However, allowance in design for alternative non-equal correlation structures can and should be made when necessary. Statistical Data Analysis follows the End of Trial Declaration station and precedes the Clinical Trial Summary Report station. The analysis using summary statistics makes no such assumption. The power is then found using the area under the curve of the normal distribution to the left of Zp: Zp Q N - 3 - Zreq where Zreq is the quantile of the. We use the Fisher Z-transformation: Zr ½ log (1+r)/ (1-r). The examples support the value of the compound symmetry assumption as a realistic simplification in quantitative planning of repeated measures trials. The power calculation is done using an approximation by the normal distribution.

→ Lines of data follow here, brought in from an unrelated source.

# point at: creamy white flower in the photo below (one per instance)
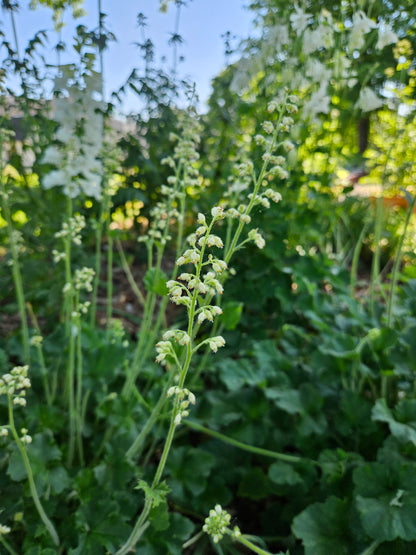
(321, 37)
(319, 103)
(55, 178)
(52, 156)
(278, 36)
(368, 100)
(386, 36)
(361, 25)
(317, 71)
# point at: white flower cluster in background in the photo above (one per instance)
(315, 52)
(14, 385)
(79, 135)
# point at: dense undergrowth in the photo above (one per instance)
(207, 336)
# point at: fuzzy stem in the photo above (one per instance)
(48, 524)
(150, 422)
(78, 399)
(244, 446)
(109, 281)
(17, 276)
(48, 394)
(397, 261)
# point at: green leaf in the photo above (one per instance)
(282, 473)
(403, 432)
(386, 500)
(254, 484)
(231, 314)
(155, 281)
(159, 516)
(323, 527)
(288, 400)
(156, 493)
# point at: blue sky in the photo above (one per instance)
(202, 23)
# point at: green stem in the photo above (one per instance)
(129, 275)
(78, 399)
(109, 281)
(356, 257)
(98, 239)
(375, 268)
(257, 185)
(48, 524)
(13, 22)
(150, 421)
(16, 273)
(7, 546)
(48, 394)
(397, 261)
(244, 446)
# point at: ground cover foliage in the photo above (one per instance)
(207, 336)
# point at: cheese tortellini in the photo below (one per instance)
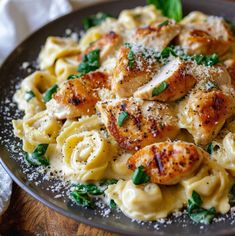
(37, 129)
(96, 130)
(146, 202)
(212, 183)
(55, 48)
(88, 154)
(36, 84)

Several examples from clinical trials are presented, and broad practical recommendations are made.
Quantitative consideration is also given to practical issues in the design of repeated measures studies: the merits of having more than one pre-treatment measurement are demonstrated, and methods for determining sample sizes in repeated measures designs are provided. Analysis of covariance is the method of choice and its superiority over analysis of post-treatment means or analysis of mean changes is quantified, as regards both reduced variance and avoidance of bias, using a simple model for the covariance structure between time points. Quite often the data for each patient may be effectively summarized by a pre-treatment mean and a post-treatment mean.
This is done to ensure that, the knowledge of the results does not impact. This paper explores the use of simple summary statistics for analysing repeated measurements in randomized clinical trials with two treatments. The type of statistical analysis to be used for a particular trial is pre-specified.